Manifestasi klinis yang umum adalah urtikaria kronis dan angioedema. Gambaran klinis lainnya dapat berupa eksim, hipotensi, muka memerah, gejala seperti asma, dan gejala gastrointestinal. Diperlukan lebih banyak data untuk menjelaskan mekanisme spesifik dari tindakan sensitivitas terhadap bahan tambahan makanan tertentu.[2]
Intoleransi Makanan yang Host-Dependent
Penyebab intoleransi makanan yang lain adalah terkait tubuh pasien sendiri. Beberapa contoh intoleransi makanan yang host-dependent adalah intoleransi terhadap laktosa, fermentable oligo-, di-, mono-saccharides and polyols (FODMAPs), dan gluten.[2]
Intoleransi laktosa merupakan salah satu intoleransi makanan yang paling umum terjadi. Intoleransi laktosa terjadi pada orang dengan malabsorpsi laktosa, yang ditandai dengan gejala gastrointestinal, khususnya sakit perut, kembung, distensi perut, dan diare yang biasanya dimulai 30 menit hingga beberapa jam setelah makan atau minum yang mengandung laktosa. Gejala lain bisa berupa sakit kepala dan migrain, kelelahan, gangguan muskuloskeletal, dan perubahan perilaku.[2]
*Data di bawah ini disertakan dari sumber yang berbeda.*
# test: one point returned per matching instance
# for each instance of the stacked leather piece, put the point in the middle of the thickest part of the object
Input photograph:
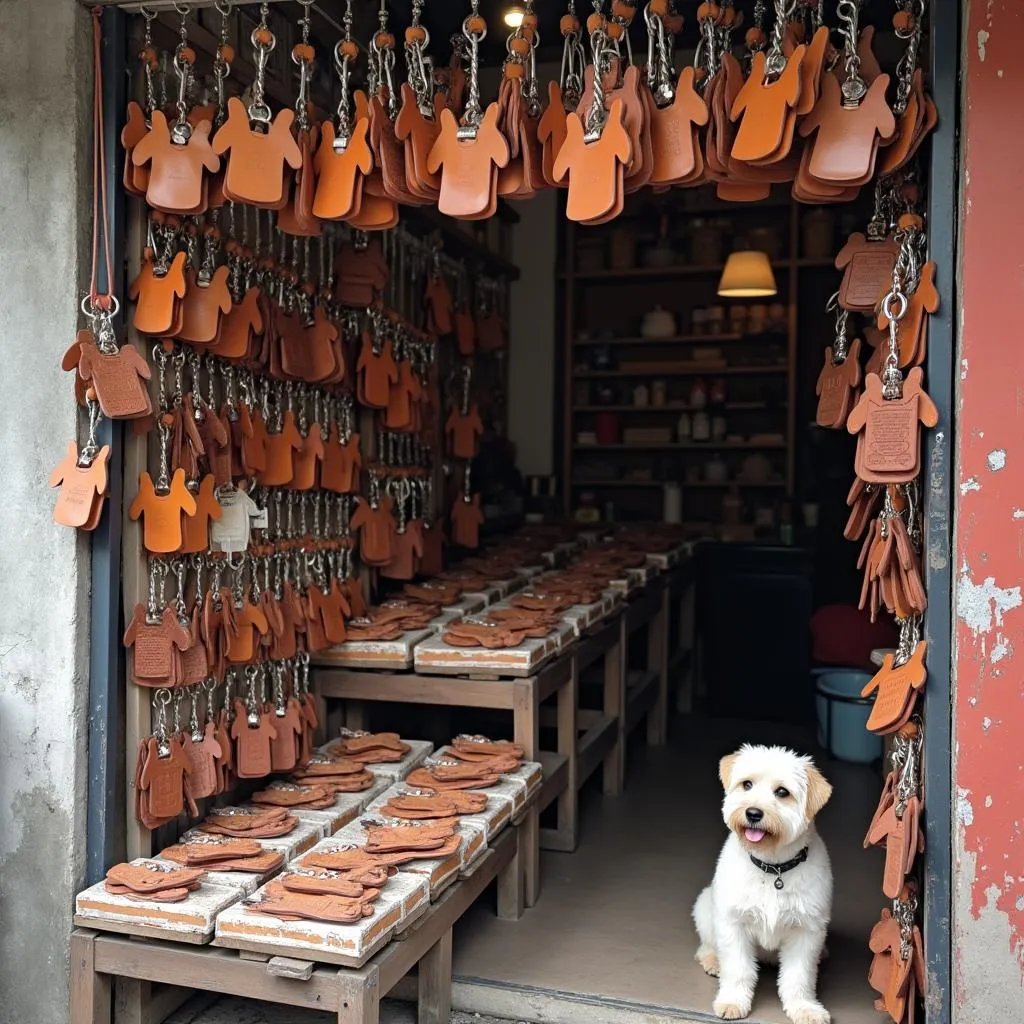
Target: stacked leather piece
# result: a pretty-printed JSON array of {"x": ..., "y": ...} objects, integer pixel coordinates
[
  {"x": 222, "y": 853},
  {"x": 153, "y": 883}
]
FODMAPs membentuk sekelompok karbohidrat alami yang terdapat dalam berbagai macam makanan, yang merupakan pemicu gejala pada pasien irritable bowel syndrome (IBS). Hal ini disebabkan efek osmotik akibat buruknya penyerapan karbohidrat rantai pendek, yang akan meningkatkan aliran air di lumen usus dan meningkatkan aliran makanan ke kolon. Hal ini kemudian meningkatkan fermentasi oleh bakteri kolon dan meningkatkan produksi gas.[2]
Efek gabungan dari peningkatan kadar air dan peningkatan produksi gas di lumen kolon akan menyebabkan distensi pada kolon dan menyebabkan nyeri dan kembung yang dianggap sebagai ciri khas IBS.[2]
Gluten adalah protein dari gandum yang merupakan pemicu reaksi imun pada celiac disease dan alergi gandum. Gluten dikaitkan dengan berbagai gejala gastrointestinal, seperti kembung, sakit perut, dan gangguan buang air besar.[2]
Gluten juga dikaitkan dengan gejala ekstraintestinal, seperti sakit kepala, foggy mind, kelelahan, fibromyalgia, dan ruam kulit. Kondisi ini disebut sebagai non-celiac gluten sensitivity (NCGS). Komponen lain dari gandum dan sereal dapat memicu manifestasi klinis serupa, yaitu non-celiac wheat sensitivity (NCWS). Mekanisme yang mendasari NCG/WS masih belum sepenuhnya dipahami dan masih diteliti lebih lanjut.[2]
Kesimpulan
Meskipun alergi makanan dan intoleransi makanan mungkin menunjukkan tanda dan gejala yang mirip, keduanya adalah kondisi yang berbeda. Alergi makanan merupakan suatu adverse reaction to food (ARF) yang melalui proses imun, sedangkan intoleransi makanan merupakan ARF yang tidak melalui proses imun.
Alergi makanan melibatkan reaksi imun yang diperantarai IgE, reaksi imun yang tidak diperantarai IgE (misalnya diperantarai sel), dan reaksi imun campuran. Sementara itu, intoleransi makanan melibatkan reaksi non-imun, seperti mekanisme metabolik, toksik, farmakologis, dan mekanisme lain yang tidak terdefinisi. Contoh intoleransi makanan yang umum adalah intoleransi laktosa dan gluten.
Untuk membedakan keduanya, diperlukan anamnesis yang mendalam dan bermacam tes penunjang. Dokter harus menggali gejala dan dugaan alergen, durasi gejala, jumlah kejadian, jumlah makanan yang tertelan, metode penyiapan makanan, dan ada atau tidaknya gejala tanpa konsumsi makanan. Tes makanan oral dan tes serum IgE dapat dipertimbangkan bila dicurigai alergi. Pada kasus intoleransi makanan, cenderung ada keterlambatan gejala, gejala cenderung berkepanjangan, dan serologi IgE negatif.